On January 24, 1981, Ervin stabbed to death his youngest known victim, 17-year-old Antoinette Parks, in a field in Adams County. At the time of her death, Parks was six to seven months pregnant.

==Arrest and suicide==
On June 27, Ervin was flagged down by 26-year-old police officer Deborah Sue Corr in Aurora for driving under the influence. As she attempted to arrest him, the pair got into a scuffle, with Ervin managing to get a hold of her gun and subsequently shooting Corr. He then fired the weapon at 19-year-old Glen Spies, an Explorer Scout who had driven by the scene and attempted to help Corr, wounding him as well, before driving away. After the shooting was reported to other officers, he was quickly tracked down to his apartment, where he was attempting to saw off a handcuff bracelet that had been placed on his wrist. Ervin was subsequently charged with Corr's murder and the attempted murder of Glen Spies.

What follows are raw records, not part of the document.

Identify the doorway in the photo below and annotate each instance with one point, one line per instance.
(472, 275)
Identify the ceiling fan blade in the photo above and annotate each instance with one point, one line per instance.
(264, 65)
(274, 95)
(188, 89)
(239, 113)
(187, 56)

While awaiting trial, Ervin was placed in a solitary cell at the Adams County Jail in Brighton. On July 1, he hanged himself with a makeshift rope made from pieces of a towel, and by the time he was driven to Brighton Community Hospital, he was pronounced dead. Upon examining his jail cell, prison officials found a suicide note in which Ervin expressed remorse for his crimes and begged for forgiveness from his victims and the residents of Denver. Due to his death, Bonham and Corr's murders were officially closed. Spies, who fully recovered from his injuries, was later awarded $10,000 by the city of Aurora for his bravery.

===Identification===
At the time of his death, Ervin was not considered a suspect in the murders of Furey-Livaudais, Barajas, Harris, and Parks, all of which were initially believed to be unrelated to one another and investigated separately. Between 2013 and 2018, the four cases were finally linked via DNA evidence, and in the following year, the Denver Police Crime Laboratory started reinvestigating the cold cases. In the summer of 2021, they found an ancestral link in Texas, which upon further investigation led them to Joe Michael Ervin, whose body had been buried at a cemetery in Arlington, Texas. His body was exhumed to extract DNA from his remains, which conclusively linked him to the four murders in January 2022. As a result, the Denver Police Department announced that they would be closing the cases, as they now considered them solved. Surviving family members of the victims attended the press conference, expressing relief that the murders of their relatives had finally been solved.